Rezaii: Ich habe viel Angst. Seit ich das gehört habe, geht es mir wirklich nicht gut. Was sollen sie jetzt machen? Sie werden zwei bis drei Wochen ohne Lebensmittel überleben, aber was sollen sie danach machen? Sie haben keine Zukunft mehr, gar keine Vorstellungen mehr.

noe.ORF.at: Überlegt Ihre Verwandtschaft zu flüchten? Kann man überhaupt flüchten?

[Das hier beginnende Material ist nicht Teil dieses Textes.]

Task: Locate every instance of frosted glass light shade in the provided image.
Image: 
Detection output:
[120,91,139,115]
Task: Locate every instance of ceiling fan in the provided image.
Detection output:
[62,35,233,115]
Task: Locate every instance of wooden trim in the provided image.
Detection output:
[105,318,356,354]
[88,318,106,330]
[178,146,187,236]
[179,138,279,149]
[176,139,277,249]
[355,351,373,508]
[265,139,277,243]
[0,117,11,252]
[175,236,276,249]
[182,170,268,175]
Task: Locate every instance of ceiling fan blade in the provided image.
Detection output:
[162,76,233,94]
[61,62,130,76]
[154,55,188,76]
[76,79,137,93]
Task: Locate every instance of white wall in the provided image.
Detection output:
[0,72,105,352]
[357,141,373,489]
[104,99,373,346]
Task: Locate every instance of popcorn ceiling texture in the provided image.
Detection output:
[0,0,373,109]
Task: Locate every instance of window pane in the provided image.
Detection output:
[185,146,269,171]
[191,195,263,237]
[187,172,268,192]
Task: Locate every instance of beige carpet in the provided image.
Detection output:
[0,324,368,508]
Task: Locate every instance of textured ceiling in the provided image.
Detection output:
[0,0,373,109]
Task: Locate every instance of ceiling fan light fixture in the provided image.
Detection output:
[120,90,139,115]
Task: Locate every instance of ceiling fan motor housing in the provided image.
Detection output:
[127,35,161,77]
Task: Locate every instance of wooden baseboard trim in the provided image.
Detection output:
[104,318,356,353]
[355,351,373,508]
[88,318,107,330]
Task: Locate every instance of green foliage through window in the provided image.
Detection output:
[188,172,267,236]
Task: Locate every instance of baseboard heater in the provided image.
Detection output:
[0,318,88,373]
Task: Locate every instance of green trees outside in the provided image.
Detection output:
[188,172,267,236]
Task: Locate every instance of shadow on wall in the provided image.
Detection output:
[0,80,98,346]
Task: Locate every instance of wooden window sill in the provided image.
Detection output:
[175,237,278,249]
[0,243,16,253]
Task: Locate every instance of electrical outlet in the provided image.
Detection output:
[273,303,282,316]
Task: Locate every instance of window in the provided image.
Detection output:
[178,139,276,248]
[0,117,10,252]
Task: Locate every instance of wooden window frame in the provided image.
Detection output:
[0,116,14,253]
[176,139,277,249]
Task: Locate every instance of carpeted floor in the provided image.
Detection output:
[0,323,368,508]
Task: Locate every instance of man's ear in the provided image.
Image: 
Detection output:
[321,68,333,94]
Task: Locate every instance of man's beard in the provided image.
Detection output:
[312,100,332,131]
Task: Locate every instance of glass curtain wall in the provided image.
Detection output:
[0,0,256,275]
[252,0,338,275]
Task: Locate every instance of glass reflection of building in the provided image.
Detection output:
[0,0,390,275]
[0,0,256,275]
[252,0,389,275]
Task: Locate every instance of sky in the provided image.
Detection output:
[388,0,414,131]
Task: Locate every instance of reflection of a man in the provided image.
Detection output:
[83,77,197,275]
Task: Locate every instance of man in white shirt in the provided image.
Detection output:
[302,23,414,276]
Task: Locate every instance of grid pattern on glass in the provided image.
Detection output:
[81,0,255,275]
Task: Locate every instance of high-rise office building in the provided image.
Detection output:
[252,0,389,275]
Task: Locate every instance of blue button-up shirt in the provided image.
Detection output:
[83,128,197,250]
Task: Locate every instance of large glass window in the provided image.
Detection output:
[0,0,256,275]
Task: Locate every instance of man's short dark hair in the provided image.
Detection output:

Rezaii: Sie wollen flüchten und sie haben auch versucht, in Afghanistan zu bleiben. Zum Beispiel mein Cousin, der angeschossen wurde, hat damals als Soldat für die Regierung gekämpft. Aber er kann nicht mehr, die haben kein Einkommen und kämpfen monatelang irgendwo und bekommen kein Wasser und Essen. Sie wollen flüchten, sie wollen das Land verlassen, weil das Land hat sie nicht ernst genommen. Aber sie können nicht flüchten, weil die Ticketpreise siebenmal teurer geworden sind. Sie haben kein Geld. Und sie können derzeit auch nicht arbeiten.

noe.ORF.at: Was würden Sie sich wünschen?

Rezaii: Ich habe selbst Afghanistan noch nie gesehen und ich habe mir immer gewünscht, irgendwann zurückzugehen in mein Land. Und jetzt… Ich wünsche, dass es ihnen gut geht.